In its annual report filed on Sunday, No Signboard said it was pursuing a “new strategic direction” for its beer business and had appointed Arthur Quek to form a new sales team to rebrand and develop the segment.
It also said it was working with a new brewer facility to improve the Draft Denmark beer’s taste and change the design of the bottles.
On Saturday, COO Lim said the relaunched beer products would be on the market very soon, adding that “the whole look is different,” with new packaging. The offerings would include canned beer, as well as bottles, she said.
Lim said the beer division had faced production problems, with some facilities in China, while the packaging and filling had been done in Vietnam.
“We used to have this problem: We have the bottles but no beer, [or] beer, but no bottles,” she said, adding that now all of the production has been consolidated at a new brewery in Vietnam.

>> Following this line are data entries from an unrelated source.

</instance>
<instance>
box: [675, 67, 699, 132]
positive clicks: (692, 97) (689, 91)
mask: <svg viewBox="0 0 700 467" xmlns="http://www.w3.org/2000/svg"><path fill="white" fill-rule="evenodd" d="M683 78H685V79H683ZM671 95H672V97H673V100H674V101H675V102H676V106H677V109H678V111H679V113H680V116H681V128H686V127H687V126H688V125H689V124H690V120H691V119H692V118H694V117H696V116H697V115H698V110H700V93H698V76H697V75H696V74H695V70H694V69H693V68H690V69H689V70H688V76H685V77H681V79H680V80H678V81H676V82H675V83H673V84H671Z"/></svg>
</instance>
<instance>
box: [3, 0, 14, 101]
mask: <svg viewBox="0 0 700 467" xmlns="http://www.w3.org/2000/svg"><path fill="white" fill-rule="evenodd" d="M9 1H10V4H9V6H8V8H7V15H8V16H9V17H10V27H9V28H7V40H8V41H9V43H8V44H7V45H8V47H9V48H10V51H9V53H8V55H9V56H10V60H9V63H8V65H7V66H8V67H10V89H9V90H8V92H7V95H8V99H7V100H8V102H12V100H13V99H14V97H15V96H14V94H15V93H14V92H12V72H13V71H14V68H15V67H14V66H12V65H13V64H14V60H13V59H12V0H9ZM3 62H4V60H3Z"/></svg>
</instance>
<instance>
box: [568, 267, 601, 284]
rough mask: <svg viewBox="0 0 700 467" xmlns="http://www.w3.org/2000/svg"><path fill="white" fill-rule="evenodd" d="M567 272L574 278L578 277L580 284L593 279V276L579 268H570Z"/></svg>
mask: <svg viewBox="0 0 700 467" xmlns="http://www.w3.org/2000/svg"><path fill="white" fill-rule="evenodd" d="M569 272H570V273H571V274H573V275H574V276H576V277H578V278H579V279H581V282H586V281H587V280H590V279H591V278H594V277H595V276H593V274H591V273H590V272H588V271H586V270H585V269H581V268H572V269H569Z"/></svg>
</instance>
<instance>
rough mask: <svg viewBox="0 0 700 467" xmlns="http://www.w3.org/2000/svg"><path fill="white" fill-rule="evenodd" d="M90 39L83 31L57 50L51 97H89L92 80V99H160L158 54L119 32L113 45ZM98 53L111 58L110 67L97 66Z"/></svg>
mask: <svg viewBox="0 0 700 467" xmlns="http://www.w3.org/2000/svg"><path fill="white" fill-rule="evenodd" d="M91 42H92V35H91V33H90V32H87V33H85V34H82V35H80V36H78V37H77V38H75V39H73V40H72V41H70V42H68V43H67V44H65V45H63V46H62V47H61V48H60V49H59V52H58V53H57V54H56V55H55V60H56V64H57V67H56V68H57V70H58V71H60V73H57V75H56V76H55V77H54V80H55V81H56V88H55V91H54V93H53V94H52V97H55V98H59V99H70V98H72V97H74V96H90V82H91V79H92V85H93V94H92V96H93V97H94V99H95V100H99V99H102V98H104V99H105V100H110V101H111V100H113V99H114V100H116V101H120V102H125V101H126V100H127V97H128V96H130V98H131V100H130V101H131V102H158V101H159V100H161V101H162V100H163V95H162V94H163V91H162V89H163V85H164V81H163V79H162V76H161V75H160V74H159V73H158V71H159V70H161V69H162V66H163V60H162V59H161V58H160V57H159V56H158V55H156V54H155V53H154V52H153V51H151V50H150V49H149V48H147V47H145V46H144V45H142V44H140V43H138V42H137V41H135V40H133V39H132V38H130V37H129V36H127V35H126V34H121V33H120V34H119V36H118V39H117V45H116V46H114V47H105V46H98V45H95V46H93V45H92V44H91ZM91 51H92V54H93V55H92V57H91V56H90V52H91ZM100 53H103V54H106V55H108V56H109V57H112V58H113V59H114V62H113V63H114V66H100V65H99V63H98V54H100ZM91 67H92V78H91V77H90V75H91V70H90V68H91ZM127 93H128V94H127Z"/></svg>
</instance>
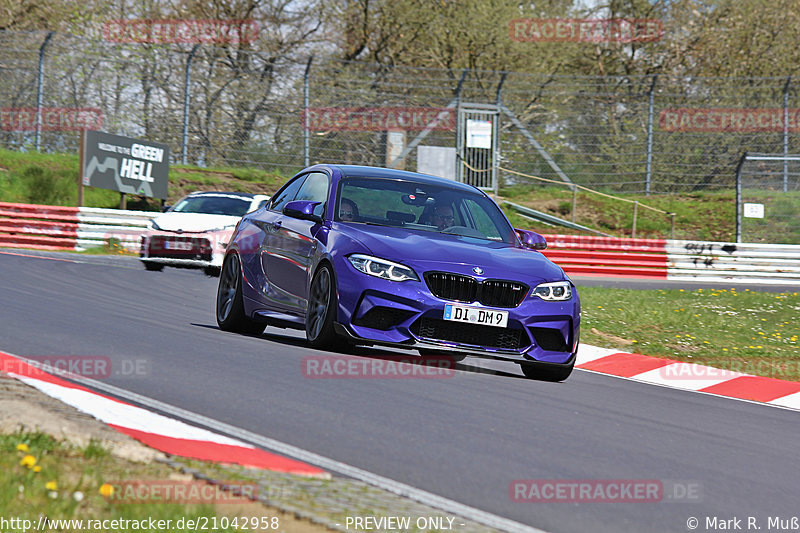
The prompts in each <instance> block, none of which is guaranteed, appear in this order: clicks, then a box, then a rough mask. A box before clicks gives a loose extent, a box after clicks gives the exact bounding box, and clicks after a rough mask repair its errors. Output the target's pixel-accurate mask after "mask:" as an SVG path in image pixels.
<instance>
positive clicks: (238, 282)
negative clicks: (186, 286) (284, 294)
mask: <svg viewBox="0 0 800 533" xmlns="http://www.w3.org/2000/svg"><path fill="white" fill-rule="evenodd" d="M241 264H242V263H241V261H240V260H239V255H238V254H235V253H232V254H229V255H228V256H227V257H226V258H225V262H224V263H223V265H222V272H221V274H220V277H219V286H218V287H217V324H218V325H219V327H220V329H222V330H224V331H232V332H234V333H246V334H249V335H261V334H262V333H263V332H264V329H265V328H266V327H267V325H266V324H264V323H263V322H257V321H255V320H253V319H251V318H249V317H248V316H247V315H245V313H244V304H243V303H242V266H241Z"/></svg>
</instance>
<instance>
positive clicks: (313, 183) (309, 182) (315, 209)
mask: <svg viewBox="0 0 800 533" xmlns="http://www.w3.org/2000/svg"><path fill="white" fill-rule="evenodd" d="M329 181H330V180H329V179H328V175H327V174H325V173H324V172H312V173H310V174H309V175H308V176H307V177H306V181H305V182H303V186H302V187H300V190H299V191H298V192H297V195H296V196H295V198H294V199H295V200H310V201H312V202H322V203H321V204H320V205H318V206H317V207H315V208H314V214H315V215H319V216H322V213H323V212H324V211H325V204H326V202H327V201H328V183H329Z"/></svg>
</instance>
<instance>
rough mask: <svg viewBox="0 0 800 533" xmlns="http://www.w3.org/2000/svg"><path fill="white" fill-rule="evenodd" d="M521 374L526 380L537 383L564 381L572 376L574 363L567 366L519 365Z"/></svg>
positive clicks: (543, 364)
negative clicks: (528, 379) (527, 379)
mask: <svg viewBox="0 0 800 533" xmlns="http://www.w3.org/2000/svg"><path fill="white" fill-rule="evenodd" d="M519 366H520V368H521V369H522V373H523V374H525V377H526V378H530V379H536V380H539V381H564V380H565V379H567V378H568V377H569V375H570V374H572V368H573V367H574V366H575V362H574V361H573V362H572V363H570V364H568V365H555V364H548V363H520V365H519Z"/></svg>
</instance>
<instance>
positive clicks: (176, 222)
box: [153, 212, 242, 233]
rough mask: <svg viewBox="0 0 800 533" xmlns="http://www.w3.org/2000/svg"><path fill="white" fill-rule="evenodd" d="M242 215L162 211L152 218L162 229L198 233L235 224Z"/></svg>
mask: <svg viewBox="0 0 800 533" xmlns="http://www.w3.org/2000/svg"><path fill="white" fill-rule="evenodd" d="M241 218H242V217H237V216H231V215H208V214H205V213H176V212H171V213H162V214H160V215H158V216H157V217H155V218H154V219H153V222H155V223H156V224H157V225H158V227H159V228H161V229H162V230H164V231H183V232H187V233H199V232H202V231H208V230H212V229H219V228H223V227H225V226H231V227H232V226H235V225H236V224H237V223H238V222H239V220H241Z"/></svg>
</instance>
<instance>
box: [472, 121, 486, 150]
mask: <svg viewBox="0 0 800 533" xmlns="http://www.w3.org/2000/svg"><path fill="white" fill-rule="evenodd" d="M491 147H492V121H491V120H473V119H467V148H487V149H488V148H491Z"/></svg>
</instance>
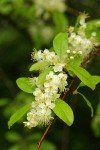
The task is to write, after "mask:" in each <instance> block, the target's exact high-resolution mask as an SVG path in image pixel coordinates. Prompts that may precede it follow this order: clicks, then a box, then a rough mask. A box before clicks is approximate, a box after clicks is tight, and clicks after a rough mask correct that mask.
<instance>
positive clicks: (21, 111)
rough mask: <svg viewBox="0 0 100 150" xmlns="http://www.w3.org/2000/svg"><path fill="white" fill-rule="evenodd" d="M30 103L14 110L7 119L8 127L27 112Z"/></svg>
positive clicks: (16, 121)
mask: <svg viewBox="0 0 100 150" xmlns="http://www.w3.org/2000/svg"><path fill="white" fill-rule="evenodd" d="M30 106H31V105H30V104H26V105H25V106H23V107H22V108H20V109H19V110H18V111H16V112H15V113H14V114H13V115H12V116H11V118H10V120H9V121H8V127H9V129H10V127H11V126H12V125H13V124H14V123H15V122H17V121H18V120H19V119H21V118H22V117H23V116H24V114H26V113H27V111H28V110H29V109H30Z"/></svg>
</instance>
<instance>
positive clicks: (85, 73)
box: [68, 64, 95, 90]
mask: <svg viewBox="0 0 100 150" xmlns="http://www.w3.org/2000/svg"><path fill="white" fill-rule="evenodd" d="M68 69H69V70H71V71H72V72H73V73H75V75H76V76H77V77H78V78H79V79H80V80H81V81H82V82H83V83H84V84H85V85H87V86H88V87H90V88H91V89H92V90H94V89H95V83H94V81H93V79H92V76H91V75H90V73H89V72H87V71H86V70H85V69H83V68H81V67H78V66H75V65H70V64H69V65H68Z"/></svg>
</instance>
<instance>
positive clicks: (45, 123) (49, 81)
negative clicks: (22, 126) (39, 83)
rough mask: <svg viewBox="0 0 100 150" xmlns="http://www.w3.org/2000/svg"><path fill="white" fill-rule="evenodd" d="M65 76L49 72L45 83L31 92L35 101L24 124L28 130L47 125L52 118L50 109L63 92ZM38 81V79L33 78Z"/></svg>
mask: <svg viewBox="0 0 100 150" xmlns="http://www.w3.org/2000/svg"><path fill="white" fill-rule="evenodd" d="M66 79H67V75H66V74H64V73H63V72H60V73H59V74H55V73H54V72H53V71H51V72H50V73H49V74H48V75H47V76H46V81H45V83H44V84H43V85H42V86H41V85H37V88H36V89H35V91H34V92H33V95H34V96H35V101H34V102H32V107H31V110H30V112H29V113H28V114H27V120H28V121H27V122H24V124H25V126H27V127H28V128H32V127H35V126H37V125H39V124H44V125H47V124H48V123H49V121H50V120H51V119H53V117H52V111H51V110H52V109H53V108H54V107H55V101H56V100H57V98H59V97H60V93H61V92H63V91H64V90H65V87H66V85H67V81H66ZM35 80H36V81H37V80H38V77H37V78H35Z"/></svg>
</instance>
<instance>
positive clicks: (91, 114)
mask: <svg viewBox="0 0 100 150" xmlns="http://www.w3.org/2000/svg"><path fill="white" fill-rule="evenodd" d="M77 93H78V94H79V95H81V96H82V97H83V99H84V100H85V102H86V103H87V105H88V106H89V107H90V109H91V117H93V107H92V105H91V103H90V101H89V100H88V99H87V98H86V97H85V96H84V95H83V94H82V93H80V92H77Z"/></svg>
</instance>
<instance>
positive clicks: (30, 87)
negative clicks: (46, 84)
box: [16, 77, 35, 93]
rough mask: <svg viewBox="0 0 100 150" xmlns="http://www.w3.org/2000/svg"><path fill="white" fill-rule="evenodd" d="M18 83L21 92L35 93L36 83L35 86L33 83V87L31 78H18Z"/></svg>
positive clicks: (16, 82)
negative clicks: (35, 85)
mask: <svg viewBox="0 0 100 150" xmlns="http://www.w3.org/2000/svg"><path fill="white" fill-rule="evenodd" d="M16 83H17V85H18V87H19V88H20V89H21V90H23V91H24V92H27V93H33V91H34V89H35V83H34V86H33V82H32V85H31V82H30V78H25V77H21V78H18V79H17V80H16Z"/></svg>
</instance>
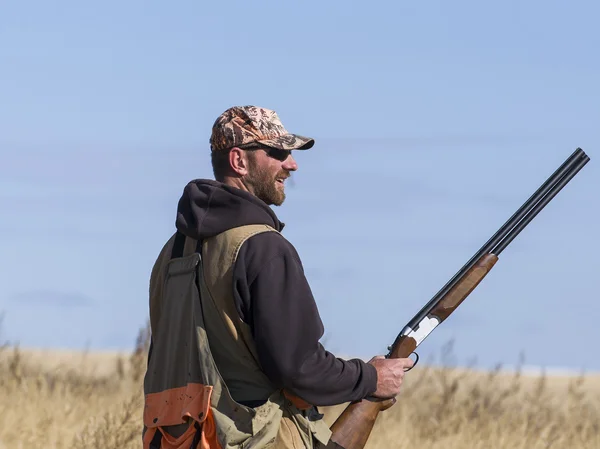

Despite the growing profusion of hotpot and steamboat offerings in the city-state, Lim was also optimistic about the opening of the Little Sheep hotpot outlet on Saturday, pointing to the chain’s unique offerings, including the complicated composition of the soup broth and the signature thin-sliced mutton.
Indeed, the first outlet is located in the central business district, at One Fullerton, in a prime tourist and business hub, and it offers an ambiance suitable for business meetings, which other steamboat restaurants may not be able to match.
No Signboard had announced back in June that it had secured franchise rights to develop the Little Sheep restaurant brand in Singapore, with a target of launching one restaurant per year under the brand in the first five years of the ten-year agreement.
Lim was also positive on the outlook for its new Hawker chain, which offers hamburgers in region-centric flavors such as nasi lemak, chicken rice and chili crab. So far, there are only two outlets, but Lim said the response has been “quite good.”
However, she didn’t provide any details about its newly formed subsidiary in Malaysia called Pancakes Restaurants. Lim indicated it will either be franchised or “bought over,” but she said it was still in the negotiation stages.